Aus Berner Sicht fällt die Bilanz des Cupfinals kritisch aus: Zwar konnte die Polizei eine Konfrontation zwischen den Fangruppen von FC Zürich und FC Basel verhindern und die Innenstadt wurde nicht zum Schlachtfeld. Aber der Preis, den Ladenbesitzer, Hauseigentümer und Steuerzahler bezahlen mussten, ist zu hoch.

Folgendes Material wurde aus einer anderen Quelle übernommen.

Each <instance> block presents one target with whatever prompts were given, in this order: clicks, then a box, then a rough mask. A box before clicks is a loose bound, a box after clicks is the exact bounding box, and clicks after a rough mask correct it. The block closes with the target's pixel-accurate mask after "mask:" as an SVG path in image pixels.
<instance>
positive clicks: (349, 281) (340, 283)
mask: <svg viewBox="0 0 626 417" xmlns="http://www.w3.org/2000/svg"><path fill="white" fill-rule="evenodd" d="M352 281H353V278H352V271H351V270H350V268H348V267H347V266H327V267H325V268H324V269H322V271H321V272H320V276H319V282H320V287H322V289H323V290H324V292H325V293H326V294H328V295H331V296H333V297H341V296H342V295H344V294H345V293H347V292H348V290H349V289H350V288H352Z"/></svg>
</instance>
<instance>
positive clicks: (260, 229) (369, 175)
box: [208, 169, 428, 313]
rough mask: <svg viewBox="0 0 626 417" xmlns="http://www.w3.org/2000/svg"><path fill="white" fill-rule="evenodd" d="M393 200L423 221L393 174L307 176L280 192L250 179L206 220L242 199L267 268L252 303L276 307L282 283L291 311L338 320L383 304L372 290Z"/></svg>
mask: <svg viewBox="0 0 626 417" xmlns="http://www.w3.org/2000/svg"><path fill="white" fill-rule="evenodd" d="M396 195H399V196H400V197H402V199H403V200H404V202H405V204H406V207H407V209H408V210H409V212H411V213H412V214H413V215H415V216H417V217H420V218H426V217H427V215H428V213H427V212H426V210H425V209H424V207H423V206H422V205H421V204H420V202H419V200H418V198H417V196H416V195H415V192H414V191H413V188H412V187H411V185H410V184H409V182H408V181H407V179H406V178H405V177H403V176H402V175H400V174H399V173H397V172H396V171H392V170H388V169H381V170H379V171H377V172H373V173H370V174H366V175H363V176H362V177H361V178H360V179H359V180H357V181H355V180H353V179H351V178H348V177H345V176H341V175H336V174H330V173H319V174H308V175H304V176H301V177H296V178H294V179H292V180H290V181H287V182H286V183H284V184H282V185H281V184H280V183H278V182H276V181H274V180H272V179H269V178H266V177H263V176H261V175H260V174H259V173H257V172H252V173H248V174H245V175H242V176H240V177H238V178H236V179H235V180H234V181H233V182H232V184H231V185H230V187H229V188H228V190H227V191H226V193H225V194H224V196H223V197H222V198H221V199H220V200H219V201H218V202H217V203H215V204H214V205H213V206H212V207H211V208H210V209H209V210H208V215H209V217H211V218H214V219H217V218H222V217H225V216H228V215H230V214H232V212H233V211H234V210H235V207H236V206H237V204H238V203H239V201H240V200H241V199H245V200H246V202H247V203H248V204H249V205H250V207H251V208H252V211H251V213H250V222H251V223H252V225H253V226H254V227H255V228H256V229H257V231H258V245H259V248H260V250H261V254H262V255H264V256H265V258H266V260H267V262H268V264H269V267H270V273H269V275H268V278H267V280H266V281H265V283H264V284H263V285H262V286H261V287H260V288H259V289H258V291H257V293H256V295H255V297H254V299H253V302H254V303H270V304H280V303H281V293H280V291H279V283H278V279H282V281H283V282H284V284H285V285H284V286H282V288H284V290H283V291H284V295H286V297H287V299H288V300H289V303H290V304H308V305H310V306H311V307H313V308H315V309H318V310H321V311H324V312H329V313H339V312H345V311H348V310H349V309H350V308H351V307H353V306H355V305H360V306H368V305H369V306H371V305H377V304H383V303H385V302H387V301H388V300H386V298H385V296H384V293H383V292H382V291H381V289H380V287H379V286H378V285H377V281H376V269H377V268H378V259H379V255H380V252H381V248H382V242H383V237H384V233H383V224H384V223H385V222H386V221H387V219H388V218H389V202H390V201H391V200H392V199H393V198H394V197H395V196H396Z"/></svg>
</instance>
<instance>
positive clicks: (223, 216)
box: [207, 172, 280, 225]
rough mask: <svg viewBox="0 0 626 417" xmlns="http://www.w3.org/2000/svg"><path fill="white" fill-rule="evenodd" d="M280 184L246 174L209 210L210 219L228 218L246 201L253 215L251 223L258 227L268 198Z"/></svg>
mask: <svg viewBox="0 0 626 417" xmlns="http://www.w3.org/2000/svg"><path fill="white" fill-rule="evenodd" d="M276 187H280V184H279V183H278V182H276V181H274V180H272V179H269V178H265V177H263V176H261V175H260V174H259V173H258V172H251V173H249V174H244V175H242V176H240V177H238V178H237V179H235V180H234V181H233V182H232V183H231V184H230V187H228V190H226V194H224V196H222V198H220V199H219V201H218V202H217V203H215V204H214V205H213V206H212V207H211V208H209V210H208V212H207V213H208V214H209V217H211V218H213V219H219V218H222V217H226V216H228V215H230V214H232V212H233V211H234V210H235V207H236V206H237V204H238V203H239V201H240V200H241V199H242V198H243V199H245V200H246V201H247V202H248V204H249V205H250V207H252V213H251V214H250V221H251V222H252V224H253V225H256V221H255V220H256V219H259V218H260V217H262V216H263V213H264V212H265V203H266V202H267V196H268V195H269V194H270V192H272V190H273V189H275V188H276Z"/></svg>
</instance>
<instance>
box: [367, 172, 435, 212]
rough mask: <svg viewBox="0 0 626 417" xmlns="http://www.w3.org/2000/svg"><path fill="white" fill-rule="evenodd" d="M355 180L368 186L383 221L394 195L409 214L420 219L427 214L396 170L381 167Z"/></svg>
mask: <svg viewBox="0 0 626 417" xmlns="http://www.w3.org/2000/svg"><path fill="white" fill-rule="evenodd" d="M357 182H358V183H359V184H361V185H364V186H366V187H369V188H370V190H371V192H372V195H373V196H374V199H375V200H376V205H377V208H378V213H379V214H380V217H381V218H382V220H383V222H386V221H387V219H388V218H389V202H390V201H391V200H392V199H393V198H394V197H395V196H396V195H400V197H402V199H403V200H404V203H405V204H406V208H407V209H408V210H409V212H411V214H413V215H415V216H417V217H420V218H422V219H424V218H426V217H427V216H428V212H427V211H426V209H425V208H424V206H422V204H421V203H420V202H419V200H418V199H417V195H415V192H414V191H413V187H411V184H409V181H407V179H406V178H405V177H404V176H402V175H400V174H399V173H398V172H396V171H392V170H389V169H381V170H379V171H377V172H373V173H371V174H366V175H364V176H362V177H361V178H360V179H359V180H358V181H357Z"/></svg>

Daran konnten auch die Abmachungen zwischen Stadt, Fussballverband und Clubs nichts ändern. Denn militante Fangruppen suchten die Konfrontation und haben sich weder an Marschrouten noch Besammlungsorte gehalten. So stoppten die FCZ-Fans auf dem Bärenplatz anstatt dem Münsterplatz und warteten dort auf das Eintreffen ihrer Kontrahenten. Zum ganz grossen Krawall ist es nur deshalb nicht gekommen, weil die Polizei die Züge mit den Fans aus Basel bei Schönbühl vorübergehend stoppen liess.

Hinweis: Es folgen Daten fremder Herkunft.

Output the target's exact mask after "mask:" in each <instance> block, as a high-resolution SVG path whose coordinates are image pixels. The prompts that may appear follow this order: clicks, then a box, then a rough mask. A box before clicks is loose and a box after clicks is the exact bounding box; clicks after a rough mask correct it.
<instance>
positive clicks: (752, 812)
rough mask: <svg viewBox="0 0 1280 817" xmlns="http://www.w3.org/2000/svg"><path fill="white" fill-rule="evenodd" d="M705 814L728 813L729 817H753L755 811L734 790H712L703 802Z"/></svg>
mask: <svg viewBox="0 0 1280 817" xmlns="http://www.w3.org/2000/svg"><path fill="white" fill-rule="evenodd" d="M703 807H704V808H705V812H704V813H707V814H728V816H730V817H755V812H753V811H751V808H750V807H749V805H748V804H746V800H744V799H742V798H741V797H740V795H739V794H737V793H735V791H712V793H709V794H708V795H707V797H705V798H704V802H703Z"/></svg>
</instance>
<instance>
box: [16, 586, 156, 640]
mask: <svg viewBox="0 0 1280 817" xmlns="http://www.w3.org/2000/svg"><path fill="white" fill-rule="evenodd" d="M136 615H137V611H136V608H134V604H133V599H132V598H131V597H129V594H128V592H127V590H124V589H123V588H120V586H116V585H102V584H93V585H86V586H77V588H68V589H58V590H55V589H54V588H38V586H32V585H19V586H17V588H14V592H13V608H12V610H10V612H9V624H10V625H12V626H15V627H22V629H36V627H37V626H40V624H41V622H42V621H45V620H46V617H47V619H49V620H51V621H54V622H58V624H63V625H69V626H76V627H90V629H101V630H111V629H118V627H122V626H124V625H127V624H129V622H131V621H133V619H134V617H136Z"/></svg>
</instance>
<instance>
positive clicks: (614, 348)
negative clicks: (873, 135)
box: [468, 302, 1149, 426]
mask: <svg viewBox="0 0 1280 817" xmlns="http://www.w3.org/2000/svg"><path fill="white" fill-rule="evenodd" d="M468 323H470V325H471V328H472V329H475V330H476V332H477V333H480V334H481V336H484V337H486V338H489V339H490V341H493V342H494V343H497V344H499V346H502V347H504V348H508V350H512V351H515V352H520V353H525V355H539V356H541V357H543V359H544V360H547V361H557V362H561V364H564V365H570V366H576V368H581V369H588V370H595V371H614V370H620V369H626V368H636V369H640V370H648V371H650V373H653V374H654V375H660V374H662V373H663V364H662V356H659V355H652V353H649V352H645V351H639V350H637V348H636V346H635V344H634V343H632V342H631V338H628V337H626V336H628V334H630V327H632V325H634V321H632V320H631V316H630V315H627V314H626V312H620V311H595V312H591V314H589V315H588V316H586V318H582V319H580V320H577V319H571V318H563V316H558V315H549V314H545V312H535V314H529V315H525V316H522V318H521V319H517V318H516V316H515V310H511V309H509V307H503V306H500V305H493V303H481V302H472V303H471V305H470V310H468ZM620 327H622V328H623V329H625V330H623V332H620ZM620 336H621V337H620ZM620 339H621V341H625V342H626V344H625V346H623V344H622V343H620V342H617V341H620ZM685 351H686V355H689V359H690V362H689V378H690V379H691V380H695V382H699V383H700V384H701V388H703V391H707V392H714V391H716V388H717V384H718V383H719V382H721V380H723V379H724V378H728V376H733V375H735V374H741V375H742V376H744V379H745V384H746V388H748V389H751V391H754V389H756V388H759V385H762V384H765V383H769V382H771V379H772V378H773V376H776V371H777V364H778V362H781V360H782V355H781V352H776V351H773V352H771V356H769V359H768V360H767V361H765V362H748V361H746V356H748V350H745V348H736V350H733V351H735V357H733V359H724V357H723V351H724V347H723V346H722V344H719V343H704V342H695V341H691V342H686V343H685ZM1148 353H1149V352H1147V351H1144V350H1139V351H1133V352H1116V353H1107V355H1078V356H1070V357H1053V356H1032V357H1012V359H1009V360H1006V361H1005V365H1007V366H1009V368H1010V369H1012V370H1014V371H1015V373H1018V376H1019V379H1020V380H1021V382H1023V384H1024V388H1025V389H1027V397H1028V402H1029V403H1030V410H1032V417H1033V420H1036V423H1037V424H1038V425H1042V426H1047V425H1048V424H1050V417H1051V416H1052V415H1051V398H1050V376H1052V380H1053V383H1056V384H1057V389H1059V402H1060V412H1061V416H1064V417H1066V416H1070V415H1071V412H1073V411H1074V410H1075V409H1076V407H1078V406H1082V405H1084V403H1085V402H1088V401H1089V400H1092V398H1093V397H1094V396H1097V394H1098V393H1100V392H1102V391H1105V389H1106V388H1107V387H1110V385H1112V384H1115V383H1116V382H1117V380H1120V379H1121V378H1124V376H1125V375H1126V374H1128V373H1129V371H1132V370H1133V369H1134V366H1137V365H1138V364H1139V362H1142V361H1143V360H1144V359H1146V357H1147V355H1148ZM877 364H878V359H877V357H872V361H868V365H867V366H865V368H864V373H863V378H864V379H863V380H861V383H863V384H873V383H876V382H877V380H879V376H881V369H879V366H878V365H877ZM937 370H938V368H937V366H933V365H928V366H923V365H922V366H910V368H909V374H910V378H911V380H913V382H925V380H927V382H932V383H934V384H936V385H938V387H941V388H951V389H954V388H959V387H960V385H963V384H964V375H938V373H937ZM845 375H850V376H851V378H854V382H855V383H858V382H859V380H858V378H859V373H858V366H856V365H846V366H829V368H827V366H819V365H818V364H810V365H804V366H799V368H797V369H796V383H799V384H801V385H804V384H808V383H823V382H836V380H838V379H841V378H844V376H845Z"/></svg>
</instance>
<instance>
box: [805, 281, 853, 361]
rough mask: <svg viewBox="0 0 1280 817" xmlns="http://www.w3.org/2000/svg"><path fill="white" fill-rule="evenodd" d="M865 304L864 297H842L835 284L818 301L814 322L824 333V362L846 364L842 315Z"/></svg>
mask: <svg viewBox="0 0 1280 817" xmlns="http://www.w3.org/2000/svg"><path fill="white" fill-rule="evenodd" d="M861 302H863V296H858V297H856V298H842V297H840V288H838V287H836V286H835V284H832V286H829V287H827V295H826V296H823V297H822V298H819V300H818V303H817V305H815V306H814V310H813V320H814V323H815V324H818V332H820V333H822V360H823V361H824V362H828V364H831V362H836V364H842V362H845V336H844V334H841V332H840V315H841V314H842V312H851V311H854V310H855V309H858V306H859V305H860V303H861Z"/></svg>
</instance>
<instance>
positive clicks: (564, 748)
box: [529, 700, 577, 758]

Wer trägt die Sicherheitskosten?

«Bern will Sportfeste. Aber Auswüchse wie am Montag wollen wir nicht mehr», sagte Stadtpräsident Alexander Tschäppät (SP) vor Jahresfrist nach den damaligen Auseinandersetzungen vor dem Cupspiel zwischen dem FC Basel und dem Grasshopper Club Zürich. Die Frage ist bloss, was Tschäppät unter «Auswüchsen» versteht. Eingeschlagene Fensterscheiben, verschmierte Wände und ein geplünderter Souvenirladen können wohl kaum als zwangsläufige Begleiterscheinungen eines Sportfests bezeichnet werden.

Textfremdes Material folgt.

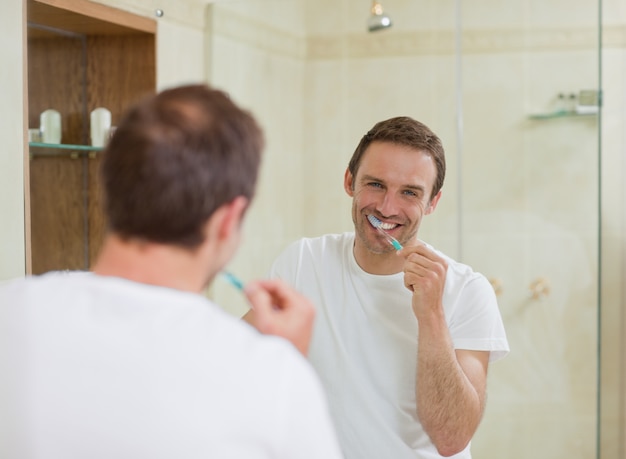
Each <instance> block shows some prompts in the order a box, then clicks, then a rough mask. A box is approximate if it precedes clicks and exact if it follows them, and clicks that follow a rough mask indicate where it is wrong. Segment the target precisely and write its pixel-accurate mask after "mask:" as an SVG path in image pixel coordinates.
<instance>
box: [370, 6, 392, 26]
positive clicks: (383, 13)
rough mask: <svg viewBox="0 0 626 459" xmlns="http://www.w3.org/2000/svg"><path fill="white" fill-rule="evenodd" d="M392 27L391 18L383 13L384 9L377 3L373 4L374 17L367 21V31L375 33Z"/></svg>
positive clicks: (370, 16)
mask: <svg viewBox="0 0 626 459" xmlns="http://www.w3.org/2000/svg"><path fill="white" fill-rule="evenodd" d="M388 27H391V18H390V17H389V16H387V15H386V14H385V13H383V7H382V6H381V5H380V3H378V2H377V1H374V2H373V3H372V15H371V16H370V17H369V19H368V20H367V30H369V31H370V32H375V31H377V30H382V29H386V28H388Z"/></svg>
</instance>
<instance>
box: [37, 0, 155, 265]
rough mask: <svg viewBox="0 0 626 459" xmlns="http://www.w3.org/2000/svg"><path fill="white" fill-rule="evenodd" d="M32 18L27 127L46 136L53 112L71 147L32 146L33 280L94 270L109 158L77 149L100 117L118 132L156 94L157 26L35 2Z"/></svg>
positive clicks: (118, 14) (100, 233) (78, 4)
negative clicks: (121, 122)
mask: <svg viewBox="0 0 626 459" xmlns="http://www.w3.org/2000/svg"><path fill="white" fill-rule="evenodd" d="M27 17H28V27H27V62H28V108H27V111H28V126H29V128H31V129H36V128H38V127H39V115H40V113H41V112H42V111H44V110H46V109H50V108H52V109H55V110H57V111H59V112H60V113H61V117H62V139H61V143H62V144H63V145H69V146H67V147H63V146H61V148H58V147H57V148H42V147H34V146H32V145H30V144H29V155H30V161H29V165H28V169H29V170H28V171H27V174H26V177H27V180H28V182H27V183H29V188H30V196H29V198H30V199H29V201H30V202H29V203H28V204H27V209H26V211H27V226H29V227H30V231H28V229H27V235H28V233H30V237H28V236H27V241H26V245H27V255H30V261H31V263H30V267H29V268H30V269H29V272H32V273H34V274H39V273H43V272H46V271H50V270H59V269H71V270H74V269H88V268H89V267H90V265H91V263H92V262H93V261H94V258H95V257H96V255H97V253H98V250H99V248H100V246H101V243H102V239H103V236H104V231H105V227H104V219H103V216H102V211H101V199H100V185H99V176H98V168H99V164H100V160H101V158H102V155H103V154H104V153H102V151H97V150H80V149H77V148H72V147H71V145H89V143H90V136H89V132H90V126H89V114H90V112H91V111H92V110H93V109H95V108H97V107H106V108H107V109H109V110H110V111H111V115H112V124H113V125H116V124H117V123H118V122H119V119H120V116H121V115H122V114H123V112H124V111H125V109H126V108H127V107H128V106H129V105H130V104H132V103H133V102H135V101H137V100H138V99H139V98H141V97H143V96H145V95H147V94H150V93H154V92H155V90H156V62H155V61H156V57H155V55H156V49H155V47H156V23H155V21H154V20H152V19H149V18H145V17H142V16H136V15H133V14H131V13H128V12H125V11H122V10H117V9H114V8H110V7H107V6H104V5H100V4H96V3H92V2H89V1H86V0H28V2H27ZM129 153H130V152H129ZM27 202H28V200H27ZM28 217H30V222H29V221H28V220H29V218H28ZM27 265H28V262H27Z"/></svg>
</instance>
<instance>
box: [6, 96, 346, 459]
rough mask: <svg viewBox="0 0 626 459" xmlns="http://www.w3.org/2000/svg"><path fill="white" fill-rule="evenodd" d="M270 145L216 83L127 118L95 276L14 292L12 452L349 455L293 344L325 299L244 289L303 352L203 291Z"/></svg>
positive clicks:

Offen ist zudem die Frage, ob sich der Fussballverband nun an den Sicherheitskosten beteiligt, indem er auf die vereinbarten Rückstellungen in der Höhe von 200'000 Franken zurückgreift. Die Ansichten von Stadt und Verband gehen in diesem Punkt auseinander. Der Verband will vorerst bloss rechtlich abklären lassen, ob er für Sicherheitskosten ausserhalb der Stadions überhaupt zur Kasse gebeten werden kann.

Aus Berner Sicht gibt es daher nur ein Fazit: Falls der nächste Cupfinal wieder in Bern stattfinden sollte, darf die Anreise nicht mehr über den Hauptbahnhof erfolgen. Zudem müssen sich Fussballverband und Clubs an den Sicherheitskosten beteiligen.